Com a volta da importação de carne bovina brasileira para a China, suspensa desde setembro, a Minerva (BEEF3), maior exportadora da proteína na América do Sul, irá retomar imediatamente seus embarques nas plantas brasileiras para o país asiático, que tem “uma capacidade de crescimento muito forte” em seu consumo, contou Danilo Cabrera, Head de Relações com Investidores, em entrevista ao Mercado News. “A demanda por carne bovina tem crescido em uma velocidade que a oferta não acompanha”, disse Cabrera sobre a Ásia e o Oriente Médio.
Além disso, segundo o executivo, o mercado asiático é o maior consumidor global de ovinos, o que geograficamente se alia à sua recente aquisição de duas unidades frigoríficas na Austrália especializadas nestes animais, que poderão alcançar a capacidade de abate de 1 milhão cabeças por ano.
“Eu operando Argentina, Uruguai e Austrália, tenho capacidade de arbitrar ainda mais dentro dos mercados”, contou Cabrera sobre o mais novo passo do plano de diversificação geográfica da empresa que opera também, além dos citados, no Brasil, Paraguai e na Colômbia.
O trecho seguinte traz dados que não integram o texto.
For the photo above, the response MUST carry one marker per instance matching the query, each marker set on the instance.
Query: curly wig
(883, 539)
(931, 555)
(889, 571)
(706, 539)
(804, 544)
De acordo com ele, a estratégia reduz e diversifica riscos, permitindo capacidade de arbitragem operacional e financeira, o que se provou no terceiro trimestre de 2021 quando a China ainda não estava recebendo carne bovina brasileira, mas continuou sendo atendida pela Minerva em plantas na Argentina e no Uruguai.
No período, a Minerva registrou lucro líquido de R$ 72,4 milhões, crescimento de 24% na comparação anual e totalizando R$ 449 milhões no acumulado do ano. Para Cabrera, não se deve esperar um quarto trimestre muito diferente do anterior, em que o cenário de exportação segue firme e atrativo e “com uma demanda por carne bovina bastante forte, especialmente da Ásia e do Oriente Médio”.
A seguir, leia a entrevista completa:
Mercado News – Como a Minerva vê a retomada das exportações de carne bovina do Brasil para a China? De que forma isso a impacta no início do novo ano?
Danilo Cabrera – China segue um cliente relevante para a nossa empresa e, nos últimos meses, estava sendo atendido por nossas plantas habilitadas para exportar ao mercado chinês, localizadas na Argentina e no Uruguai, em linha com a nossa diversificação geográfica. Com a confirmação da suspensão do embargo, as nossas plantas brasileiras habilitadas para exportar à China retomarão imediatamente os embarques de carne bovina ao País.
Mercado News – Poderia falar um pouco sobre os planos de diversificação geográfica da companhia?
Danilo Cabrera – Entendemos que no nosso negócio, diversificação de risco ocorre por meio de diversificação de geografias. Na nossa avaliação, ter um footprint operacional espalhado em regiões produtoras e em que você tenha também vantagens competitivas na matriz de produção – que é o caso muito claro da América do Sul – reduz e diversifica riscos, permitindo capacidade de arbitragem, operacional e financeira.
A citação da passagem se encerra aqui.